Der Begriff Aberglaube taucht in der christlichen Religion am Ende des Mittelalters auf.
Die Bekehrung der Heiden war in Europa zwar abgeschlossen, doch die lokalen
Volksglauben lebten in gewissen Grenzen weiter. Zauber, Amulette, Böser Blick,
heilige Bäume und heilige Haine sollten die Christen nicht vom wahren Glauben abbringen.
Aberglaube entsteht auch durch die falsche Zuordnung von Ursache und Wirkung.
Heutzutage finden sich scheinbar nur noch Reste von Aberglauben unbekannter Herkunft im europäischen Kulturkreis, wie etwa der Glaube, dass schwarze Katzen beim
Vorübergehen aus einer bestimmten Richtung Pech bringen, oder dass es unvorteilhaft für das Lebensglück ist, unter einer Leiter hindurch zu gehen. Gleichzeitig vermittelt ein
vierblättriges Kleeblatt Glück (evtl. allein nur es gefunden zu haben), genauso wie sich der Ruß eines Schornsteinfegers zum persönlichen Glück wendet.

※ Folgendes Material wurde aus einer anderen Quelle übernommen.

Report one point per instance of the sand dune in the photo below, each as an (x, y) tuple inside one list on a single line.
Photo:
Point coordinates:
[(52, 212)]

Aber heute noch ist der Aberglaube weit verbteitet, in Deutschland sind 51 % Abergläubisch, darunter mehr Frauen (62
Prozent) als Männer (38 Prozent).
Ebenfalls in der Gegenwart weit verbreitet sind pseudowissenschaftliche Theorien der Esoterik wie etwa der Glaube an Horoskope, Zahlenmystik oder so genannte
Mondkalender. Auch Verschwörungstheorien sind eine besonders in der Moderne verbreitete Form des Aberglaubens.